Склонился инок в поклоне и тенью скользнул мимо мозаичных стен — хромота уже не мешала тому, кому был открыт смысл.

26 мая 1453 года

Так вот и ныне, в последние времена, по грехам нашим, — то из-за нашествия неверных, то из-за голода и болезней, то в междоусобных распрях, — утратили могущество свое сильные, и обнищал народ, и в уничижение впал город, и ослабел безмерно, и стал точно шалаш в саду и словно амбар посреди цветника. Узнав обо всем этом, властвовавший тогда турками безбожный Магомет, Амуратов сын, который жил в мире и согласии с цесарем Константином, поспешно собрал множество воинов на суше и на море и, неожиданно приступив к городу, окружил его большими силами.

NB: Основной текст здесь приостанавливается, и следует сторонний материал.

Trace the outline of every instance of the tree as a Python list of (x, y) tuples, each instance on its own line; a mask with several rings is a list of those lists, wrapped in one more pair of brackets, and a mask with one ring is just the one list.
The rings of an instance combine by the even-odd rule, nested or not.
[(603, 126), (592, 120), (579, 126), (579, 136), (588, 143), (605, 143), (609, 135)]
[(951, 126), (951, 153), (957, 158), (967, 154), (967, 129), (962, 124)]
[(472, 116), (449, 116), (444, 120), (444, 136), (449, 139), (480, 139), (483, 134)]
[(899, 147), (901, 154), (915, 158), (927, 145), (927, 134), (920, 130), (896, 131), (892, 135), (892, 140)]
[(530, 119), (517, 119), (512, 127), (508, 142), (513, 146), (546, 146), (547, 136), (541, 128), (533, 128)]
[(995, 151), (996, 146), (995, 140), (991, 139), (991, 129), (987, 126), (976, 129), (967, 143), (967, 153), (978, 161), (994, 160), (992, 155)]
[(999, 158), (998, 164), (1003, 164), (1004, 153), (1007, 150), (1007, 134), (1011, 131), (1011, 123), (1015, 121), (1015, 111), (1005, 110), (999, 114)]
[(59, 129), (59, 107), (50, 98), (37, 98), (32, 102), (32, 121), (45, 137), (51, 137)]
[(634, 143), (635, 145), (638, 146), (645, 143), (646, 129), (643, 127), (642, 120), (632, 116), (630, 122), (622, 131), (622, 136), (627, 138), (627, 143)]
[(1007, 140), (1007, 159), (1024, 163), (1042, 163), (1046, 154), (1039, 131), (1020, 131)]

— Утро доброе, сестра Мария.

— Доброе, сестра София. Только не такое уж оно и доброе…

— Что-то встревожило тебя, сестра?

— Неспокойно было ночью, я глаз не сомкнула. И слышала все время — турки били в свои барабаны…

— Я тоже слышал, сестра! Их неисчислимое множество! Мне слышны были даже говор чужой и ржание лошадиное! Прихожане слезами заливаются — жечь и убивать идут поганые. Вроде потребовал султан сдачи Города и посулил свободный выход из него жителям, но базилевс отказался…

— И что же, брат Георгий? Ты полагаешь, ошибся базилевс?

— Разве базилевсы ошибаются, возлюбленная сестра? Только чует мое сердце… Говорят еще, что турки взяли приступом две крепостицы в предместьях — Ферапию и Студиос — и всех пленных оттуда вздели на колья прямо пред стенами городскими…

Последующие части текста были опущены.